Tales from Bordertown (prologue)
nytheatre.com review by Heather Lee Rogers
July 7, 2009
The stage is dark with just a handful of round glass bulbs hanging low around a long wooden table. There is a single chair at one end. Eric Dean Scott walks out—a little shy, a little wise—like he's got a secret. As the Bob Dylan music fades he ambles over, sits down and says "Let's get lost."
And, very willingly, I did.
In tales from bordertown (prologue), Scott (as both solo performer and writer) guides us through a landscape of wild adventures, vivid dreams, and an acute case of wanderlust. He sits there like a friend across the table from you in a bar, telling you stories all night long. They are the best kind of stories: funny, beautiful, dangerous, surprising...the kind where the teller gets into all sorts of entertaining trouble. These stories live in poetry, the literal and metaphorical blend over and again. He talks a lot about dreams, in particular the state upon just waking when you know you are awake, but the dream seems so tangible you are filled with uncertainty as to which world is real. In all of his stories he tries to define this, the poetry of which reality we choose to buy into. Also on this "border" between the real and the imagined, I couldn't tell you if it was well-crafted fiction or autobiographical material I was listening to—much to the credit of Scott's honest performance and detailed writing.
He begins with telling us about how when he was young he used to tell his Mom he was "going to the river"—which meant going to sit above the highway overpass to watch the traffic flowing north and south.
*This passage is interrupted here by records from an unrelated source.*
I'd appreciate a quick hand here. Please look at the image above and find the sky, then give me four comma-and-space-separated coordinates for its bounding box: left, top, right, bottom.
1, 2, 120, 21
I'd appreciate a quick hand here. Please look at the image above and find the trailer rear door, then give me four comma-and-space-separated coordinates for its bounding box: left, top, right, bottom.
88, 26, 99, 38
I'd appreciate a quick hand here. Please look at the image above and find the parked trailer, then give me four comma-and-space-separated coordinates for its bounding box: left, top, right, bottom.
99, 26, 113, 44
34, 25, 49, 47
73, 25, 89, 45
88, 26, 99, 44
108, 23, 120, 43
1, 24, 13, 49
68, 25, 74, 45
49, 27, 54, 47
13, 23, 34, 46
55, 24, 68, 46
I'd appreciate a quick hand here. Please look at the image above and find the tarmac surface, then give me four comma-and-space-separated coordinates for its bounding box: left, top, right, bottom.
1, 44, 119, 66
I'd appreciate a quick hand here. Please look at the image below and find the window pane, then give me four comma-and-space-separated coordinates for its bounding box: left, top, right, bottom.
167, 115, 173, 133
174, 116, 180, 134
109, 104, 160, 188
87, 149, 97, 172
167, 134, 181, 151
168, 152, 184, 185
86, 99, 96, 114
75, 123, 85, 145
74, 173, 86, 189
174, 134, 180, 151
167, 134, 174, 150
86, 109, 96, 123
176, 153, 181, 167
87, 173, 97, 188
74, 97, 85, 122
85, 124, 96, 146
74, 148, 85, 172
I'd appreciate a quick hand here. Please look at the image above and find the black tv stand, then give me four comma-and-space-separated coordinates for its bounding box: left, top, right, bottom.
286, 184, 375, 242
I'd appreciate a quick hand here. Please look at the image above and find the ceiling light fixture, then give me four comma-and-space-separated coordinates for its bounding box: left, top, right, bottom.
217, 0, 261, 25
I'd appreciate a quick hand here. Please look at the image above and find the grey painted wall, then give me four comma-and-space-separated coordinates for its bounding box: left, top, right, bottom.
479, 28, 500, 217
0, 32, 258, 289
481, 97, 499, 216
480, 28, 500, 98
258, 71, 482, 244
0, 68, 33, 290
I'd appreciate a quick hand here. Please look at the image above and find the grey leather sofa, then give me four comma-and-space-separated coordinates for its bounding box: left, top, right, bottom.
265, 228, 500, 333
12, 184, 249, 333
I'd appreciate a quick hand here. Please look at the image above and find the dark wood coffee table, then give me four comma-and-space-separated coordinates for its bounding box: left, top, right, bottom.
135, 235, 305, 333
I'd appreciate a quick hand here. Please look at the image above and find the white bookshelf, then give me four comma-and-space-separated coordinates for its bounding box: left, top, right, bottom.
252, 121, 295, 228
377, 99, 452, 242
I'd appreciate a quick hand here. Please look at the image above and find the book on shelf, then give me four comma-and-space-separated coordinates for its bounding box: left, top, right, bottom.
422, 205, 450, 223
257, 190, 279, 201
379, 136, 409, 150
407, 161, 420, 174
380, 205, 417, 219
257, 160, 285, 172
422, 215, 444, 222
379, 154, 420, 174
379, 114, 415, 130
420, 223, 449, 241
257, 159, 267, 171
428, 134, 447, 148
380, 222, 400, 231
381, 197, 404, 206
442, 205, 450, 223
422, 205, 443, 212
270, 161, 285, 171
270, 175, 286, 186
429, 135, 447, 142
When he sat there he felt a longing for something he couldn't name and he felt like he was there waiting for instructions from the Universe—waiting for his fate to arrive in the holy flood of headlights coursing up the road. His stories take him on many ludicrous road trips to Alaska, Texas, New York, Mexico, Chile, Peru, New Orleans, Ecuador, across great rivers both real and symbolic. He seeks out the "boarder towns" in the outlaw geographical sense as well as the bordertowns of his mind.
The performance is nearly two hours, a marathon for a solo performer. And it's just him sitting across that table telling stories for almost the entire time. But the stories are so wonderful and Scott has so much charisma that it doesn't feel that long. Even for a late show at the end of a bad day, with some painful seating at the theater, my attention wandered only once. And near the end when it did my mind flickered to the bridge I used to escape to as a kid. I'd sit and listen to the water lap in the sunset and fill up on all the dreams I had and yearn with all my might for what my life might bring. The show sent me, for an instant, to my very own river. But it was over in a flash and I was back with Scott, on the edge of my seat, hanging on every nuance of his crazy stories and engaging performance.
These days when I need to go to the river, I go to the theater. It allows me to refuel, to touch base with dreams, and most definitely, to get lost. Eric Dean Scott's tales from bordertown (prologue) carried me away beautifully with his first rate story-telling and elegant performance. Accept the invitation, go along for the ride.